I made her one and away she went.

I heard her shower go on. A few minutes later she came padding down the hallway, feet bare, by the sound of them, and stood at the threshold of the living room. She was wearing a brief pink robe with white daisies and a price tag dangling from one sleeve. Matching slippers. A black camisole. The empty highball glass in hand.

“I’m not sure what to do next,” she said. “Will you take over?”

“You left the price tag on the robe,” I said.

“Maybe in case I have to do that.”

“Don’t do that.”

Sex can be tender, passionate, urgent, formal, animal, awkward, sudden, kind, brief, long, sad, alien, familiar, punitive, unselfish, inspiring, competitive, exhausting, heart-pounding, electric, empowering, embarrassing, ornate, dreamy, martial, surprising, disappointing, rambunctious, lonely, purposeful, greedy, funny, furtive, loud, languorous, acrobatic, ambitious, required, frequent, rare, once.
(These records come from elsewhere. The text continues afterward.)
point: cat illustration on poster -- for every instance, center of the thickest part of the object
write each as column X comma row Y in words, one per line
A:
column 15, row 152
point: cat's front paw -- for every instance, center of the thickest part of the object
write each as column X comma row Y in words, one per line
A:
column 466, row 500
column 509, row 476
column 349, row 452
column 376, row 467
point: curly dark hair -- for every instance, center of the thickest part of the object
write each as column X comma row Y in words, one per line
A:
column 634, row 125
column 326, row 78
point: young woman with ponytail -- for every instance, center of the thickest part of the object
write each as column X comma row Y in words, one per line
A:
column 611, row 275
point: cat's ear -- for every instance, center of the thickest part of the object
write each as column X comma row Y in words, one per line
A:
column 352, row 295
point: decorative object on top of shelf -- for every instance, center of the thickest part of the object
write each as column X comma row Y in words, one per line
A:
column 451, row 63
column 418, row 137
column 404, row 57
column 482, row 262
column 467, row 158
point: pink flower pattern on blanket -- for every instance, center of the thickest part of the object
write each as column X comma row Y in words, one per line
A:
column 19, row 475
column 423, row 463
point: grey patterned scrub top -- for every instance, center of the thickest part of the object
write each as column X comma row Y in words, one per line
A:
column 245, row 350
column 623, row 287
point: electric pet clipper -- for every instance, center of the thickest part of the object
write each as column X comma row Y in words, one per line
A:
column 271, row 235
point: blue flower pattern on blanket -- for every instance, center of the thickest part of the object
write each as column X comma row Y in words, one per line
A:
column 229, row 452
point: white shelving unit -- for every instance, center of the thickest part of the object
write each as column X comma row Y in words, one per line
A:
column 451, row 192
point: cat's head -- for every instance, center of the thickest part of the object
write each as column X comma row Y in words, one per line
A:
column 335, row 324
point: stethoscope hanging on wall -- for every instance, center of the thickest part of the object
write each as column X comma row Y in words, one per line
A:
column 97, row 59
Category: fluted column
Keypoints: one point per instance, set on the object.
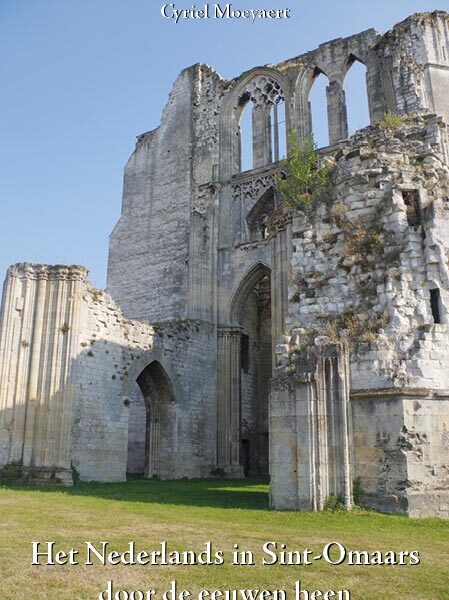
(281, 251)
(39, 344)
(228, 400)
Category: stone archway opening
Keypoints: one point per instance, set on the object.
(253, 315)
(152, 425)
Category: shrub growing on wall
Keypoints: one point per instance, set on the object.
(306, 176)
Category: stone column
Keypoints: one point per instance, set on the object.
(261, 136)
(281, 251)
(39, 343)
(228, 401)
(336, 112)
(311, 435)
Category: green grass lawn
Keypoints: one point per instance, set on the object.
(188, 514)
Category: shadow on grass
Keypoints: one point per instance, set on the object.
(214, 493)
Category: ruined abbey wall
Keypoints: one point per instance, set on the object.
(239, 336)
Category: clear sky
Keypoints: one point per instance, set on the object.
(81, 78)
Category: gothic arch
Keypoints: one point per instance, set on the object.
(263, 87)
(152, 419)
(247, 283)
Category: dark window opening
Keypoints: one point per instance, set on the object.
(244, 352)
(413, 208)
(244, 456)
(435, 305)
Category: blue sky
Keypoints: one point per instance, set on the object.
(81, 78)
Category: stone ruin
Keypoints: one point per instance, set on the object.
(237, 337)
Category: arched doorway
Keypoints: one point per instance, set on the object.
(152, 425)
(244, 374)
(254, 319)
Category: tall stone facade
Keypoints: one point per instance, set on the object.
(238, 337)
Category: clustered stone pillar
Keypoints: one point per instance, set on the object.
(38, 347)
(228, 401)
(311, 438)
(281, 251)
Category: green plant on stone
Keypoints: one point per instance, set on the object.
(10, 473)
(391, 121)
(334, 503)
(306, 177)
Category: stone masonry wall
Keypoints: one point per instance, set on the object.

Or many combinations thereof. Dealer’s choice.

If I had to describe those hours with Penelope Rideout, I would start with wonderful.

45

We dressed, Penelope remarking that consensual, undrugged sex wasn’t all it was cracked up to be. I thought she was being funny, then wasn’t sure. In the living room Penelope got her house key out, then shouldered her purse. I took all four hanger loads in one hand — feeling like a strong and capable man after all that loving — and picked up the toiletries bag. Managed to turn the knob and elbow open the door.

Atlas put the gun to my forehead, walked me back, and slammed the door with his foot. His eyes were wrong and he smelled bad.

“If you go for your gun I’ll blow your brains out,” he said. “Don’t move. Don’t let go of that stuff. Penelope, you drop the keys or I’ll shoot you, too.”

I measured my chances. If I tried to draw, Atlas would have drilled out my life before the hangers hit the floor. Penelope next. The desperate energy on Pastor Reggie Atlas’s face made these things appear certain. His gun looked to be a semiauto .40-caliber with a short barrel.

“Nice to see you, Pastor Atlas,” I said.

“Don’t start in on me,” he said.

He considered Penelope briefly and I saw an expression on his face that I couldn’t fathom.

I heard Penelope’s keys hit the floor behind me. I dropped the clothes and the bag of toiletries well away from my feet.

Atlas lowered his aim to my chest. The gun was shaking. “I didn’t tell you to do that,” he said.

“Reggie,” said Penelope. “You stop this right now.”

“Leave your hands up and out like that,” he said to me. “And remember how far away from your gun they are. Remember that.”

In the academy, they teach you to keep them talking.

“Been waiting long?” I asked.

“Cruising, mostly,” he said. “I had this vision you two would be together here tonight. I’m still capable of visions.”

“You must have seen PBS, too,” I said.

“Yes.” He sneered at Penelope. “You, so eager to tell Daley’s story.”

“Atlas,” I said. “What you want is to not spend the rest of your life in prison for murder.”

“And how do I go about that, considering I’m going to kill you both?”

His gun barrel was now moving in a small slow circle, my chest the bull’s-eye. Sweat filled the lines of his face and he wiped his brow with his free hand. His wad of fine blond hair was soaked at the temples and the stink of fear came off him.

“Haven’t you already destroyed enough for one lifetime?” asked Penelope. “Go. Go away, Reggie Atlas.”

“I gave you everything you love,” he said. “I gave you the true path and a child.”

“It astonishes me every day that she could have come from you,” said Penelope.

A minor smile on Atlas’s face, then, filled with what looked like genuine pride.